Optimized Performance
All traffic routes through optimized paths ensuring:
⚡️ Fast page loads – Near 1 Gbps speeds
⚡️ Low latency – Direct peerings with sites
⚡️ High concurrency – Distributed infrastructure ⚡️ No blocks – Automatic rotation
You get the speed and scale suited for enterprise workloads.
Reliability At Scale
Battle-tested by Fortune 500 customers, Bright Data proxies sustain heavy use cases:
📈 Billions of requests per month
🔁 Concurrency upto hundreds of thousands of threads
⌛️ Uptime of 99.999% globally
Whether you need to scrape search engines, ecommerce sites, social media or more – it handles them all.

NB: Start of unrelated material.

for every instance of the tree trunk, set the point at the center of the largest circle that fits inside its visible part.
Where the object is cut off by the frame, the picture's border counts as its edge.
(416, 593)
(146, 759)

In short, Bright Data lets your scrapers run 24/7 without interruptions or blocks.
Sign up for a free trial with $5 credit to experience it firsthand.
Alternative Solutions
Now you might be wondering – if Bright Data already provides browser automation capabilities, where does Selenium Wire fit?
Here are some examples where Selenium Wire shines:
Pure Python Scrapers
If you want to build scraping scripts in Python without external dependencies, Selenium Wire is perfect.
It gives all capabilities like proxies and customization without needing additional libraries.
Headless Browser Development
For testers or developers working specifically on headless browser projects, Selenium Wire + Selenium provides a robust toolkit.
You get greater visibility into the automated traffic for debugging.
Open-Source Philosophy
As an open-source tool, Selenium Wire aligns better for teams preferring non-commercial solutions.
It gives good enough functionality for small-scale needs.
In essence, choose Selenium Wire if you value independence, control, and customization.
Otherwise, Bright Data makes scalable automation drop-dead simple!
Conclusion
Let's summarize the key things we learned about Selenium Wire:
✅ Inspect traffic – Analyze raw responses to understand site structure
✅ Customize requests – Change headers, mock data, block resources
✅ Avoid blocks – Rotate Bright Data proxies to prevent IP bans
✅ Optimize performance – Balance browser profiles and interception
✅ Scale scraping – Leverage Bright Data's industrial-grade proxy network
✅ Alternatives – Use Selenium Wire for open-source based scrapers
Phew, that was a comprehensive guide!
We went all the way from basics like making requests to advanced customization and scaling techniques.
Whether you are a hobbyist scraper looking to learn or an expert seeking a reference guide – hope you found it helpful!